Learning flow functions of continuous-time control systems is considered in this thesis. The flow function is the operator mapping initial states and control inputs to the state trajectories, and the problem is to find a suitable neural network architecture to learn this infinite-dimensional operator from measurements of state trajectories. The main motivation is the construction of continuous-time simulation models for such systems. The contribution is threefold.

We first study the design of neural network architectures for this problem, when the control inputs have a certain discrete-time structure, inspired by the classes of control inputs commonly used in applications. We provide a mathematical formulation of the problem and show that, under the considered input class, the flow function can be represented exactly in discrete time. Based on this representation, we propose a discrete-time recurrent neural network architecture. We evaluate the architecture experimentally on data from models of two nonlinear oscillators, namely the Van der Pol oscillator and the FitzHugh-Nagumo oscillator. In both cases, we show that we can train models which closely reproduce the trajectories of the two systems.

Secondly, we consider an application to spiking systems. Conductance-based models of biological neurons are the prototypical examples of this type of system. Because of their multi-timescale dynamics and high-frequency response, continuous-time representations which are efficient to simulate are desirable. We formulate a framework for surrogate modelling of spiking systems from trajectory data, based on learning the flow function of the system. The framework is demonstrated on data from models of a single biological neuron and of the interconnection of two neurons. The results show that we are able to accurately replicate the spiking behaviour.

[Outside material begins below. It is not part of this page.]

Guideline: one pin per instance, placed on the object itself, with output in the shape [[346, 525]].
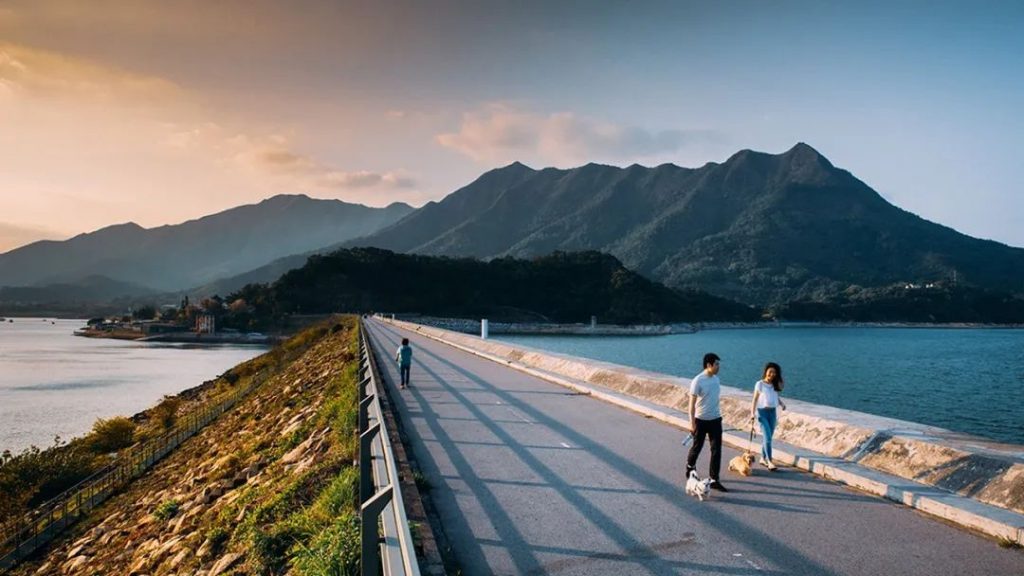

Finally, we prove an universal approximation theorem for the proposed recurrent neural network architecture. First, general conditions are given on the flow function and the control inputs which guarantee that the architecture is able to approximate the flow function of any control system with arbitrary accuracy. Then, we specialise to systems with dynamics given by a controlled ordinary differential equation, showing that the conditions are satisfied whenever the equation has a continuously differentiable right-hand side, for the control input classes of interest.

Abstract [sv]

Denna avhandling studerar maskininlärningsmetoder för tidskontinuerliga reglersystem. Vi utgår från en abstrakt systemrepresentation med en lösningsoperator, som avbildar systemets initialtillstånd och insignal på motsvarande tillståndstrajektorian. Målet är att undersöka inlärning av tidskontinuerliga simuleringsmodeller utifrån tillståndsmätningar. Avhandlingen består av tre huvudbidrag.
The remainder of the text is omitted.